McComb was founded in 1872 after Henry Simpson McComb of the New Orleans, Jackson and Great Northern Railroad, a predecessor of the Illinois Central Railroad (now part of the Canadian National Railway), decided to move the railroad's maintenance shops away from New Orleans, Louisiana, outside of the attractions of that city's saloons. Main Street has the downtown's shops, attractions, and business. The railroad purchased land in Pike County, and three nearby communities, Elizabethtown, Burglund, and Harveytown, agreed to consolidate to form this town.
The rail center in McComb was one of flashpoints in the violent Illinois Central shopmen's strike of 1911. The city saw riots, many injuries, at least three black strikebreakers killed, and the emergency insertion of state militia soon after the strike started on September 30.

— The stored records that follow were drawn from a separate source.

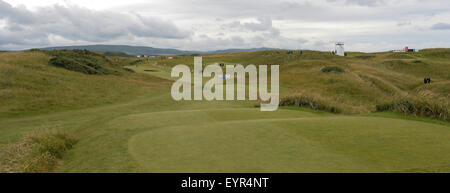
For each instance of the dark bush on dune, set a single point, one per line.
(304, 101)
(417, 108)
(332, 69)
(38, 152)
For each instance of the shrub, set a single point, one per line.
(37, 152)
(332, 69)
(304, 101)
(417, 108)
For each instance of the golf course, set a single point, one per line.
(337, 114)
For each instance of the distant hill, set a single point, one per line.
(243, 50)
(132, 50)
(140, 50)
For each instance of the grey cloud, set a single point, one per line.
(263, 24)
(441, 26)
(404, 23)
(79, 24)
(368, 3)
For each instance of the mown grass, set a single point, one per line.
(39, 151)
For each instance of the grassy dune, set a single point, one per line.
(129, 123)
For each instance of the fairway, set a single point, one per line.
(302, 143)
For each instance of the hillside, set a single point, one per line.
(366, 80)
(92, 115)
(140, 50)
(30, 84)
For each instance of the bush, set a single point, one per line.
(37, 152)
(332, 69)
(417, 108)
(303, 101)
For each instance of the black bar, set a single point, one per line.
(274, 182)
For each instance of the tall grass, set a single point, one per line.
(418, 108)
(305, 101)
(38, 152)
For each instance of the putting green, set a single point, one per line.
(246, 140)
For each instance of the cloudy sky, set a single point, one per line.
(364, 25)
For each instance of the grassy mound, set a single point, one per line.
(304, 101)
(82, 61)
(439, 111)
(29, 85)
(39, 151)
(332, 69)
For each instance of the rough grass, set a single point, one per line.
(332, 69)
(38, 152)
(28, 85)
(416, 107)
(82, 61)
(304, 101)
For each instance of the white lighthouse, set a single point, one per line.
(339, 49)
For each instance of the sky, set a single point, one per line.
(204, 25)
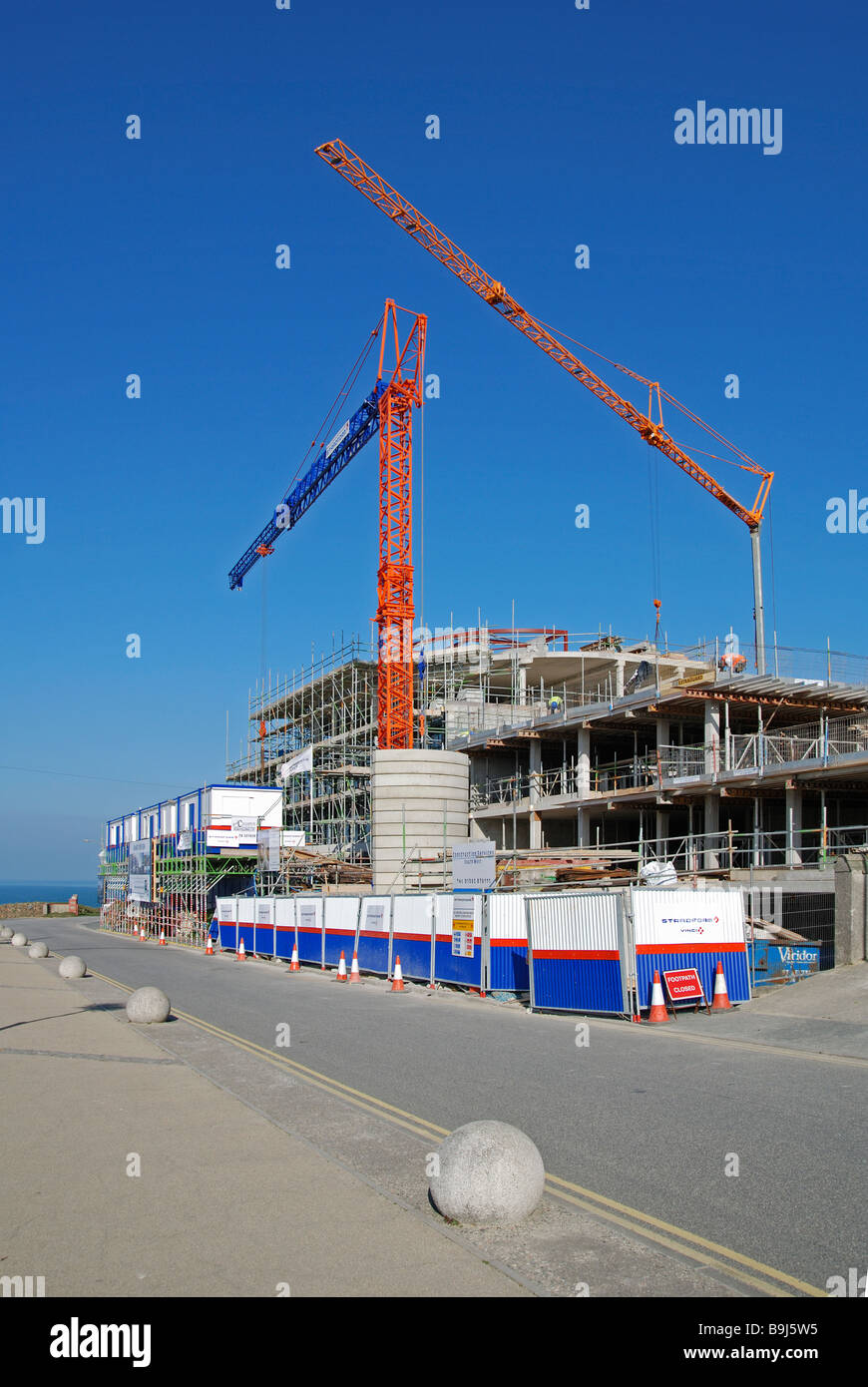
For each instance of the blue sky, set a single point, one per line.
(157, 256)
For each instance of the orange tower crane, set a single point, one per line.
(422, 231)
(387, 411)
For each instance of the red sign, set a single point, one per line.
(683, 985)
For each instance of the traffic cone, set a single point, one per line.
(657, 1009)
(721, 996)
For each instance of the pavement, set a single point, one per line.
(824, 1014)
(636, 1131)
(224, 1202)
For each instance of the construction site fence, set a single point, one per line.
(586, 950)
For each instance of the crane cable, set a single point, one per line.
(746, 463)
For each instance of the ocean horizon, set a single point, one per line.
(56, 891)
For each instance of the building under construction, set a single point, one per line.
(591, 742)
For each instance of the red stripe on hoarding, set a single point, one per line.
(576, 953)
(690, 948)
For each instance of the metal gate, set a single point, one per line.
(577, 950)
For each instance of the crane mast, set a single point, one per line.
(374, 188)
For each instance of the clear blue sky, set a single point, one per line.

During the 1960s, McComb and nearby areas were the site of extreme violence by KKK and other opponents to the Civil Rights Movement. In 1961, it was the location of SNCC's first voter registration project in the state, which was quickly met with violence and intimidation by authorities and local KKK. Fifteen-year-old Brenda Travis was expelled from high school for being in a sit-in at an all-white luncheonette and ordering a hamburger; she was sentenced to a year in a juvenile facility. In addition to physical attacks on activists, Herbert Lee, a member of the NAACP, was murdered in front of witnesses in nearby Liberty, Mississippi, by state representative E.H. Hurst, who was exonerated by an all-white coroner's jury. More than 100 black high school students in McComb were arrested in 1961 for protesting his murder. After severe beatings of staff, SNCC pulled out of the region in early 1962, moving north in Mississippi to work in slightly less dangerous conditions. In January 1964, Louis Allen was murdered in Liberty, Mississippi; a witness to Lee's murder, he had been suspected of talking to Department of Justice officials about it.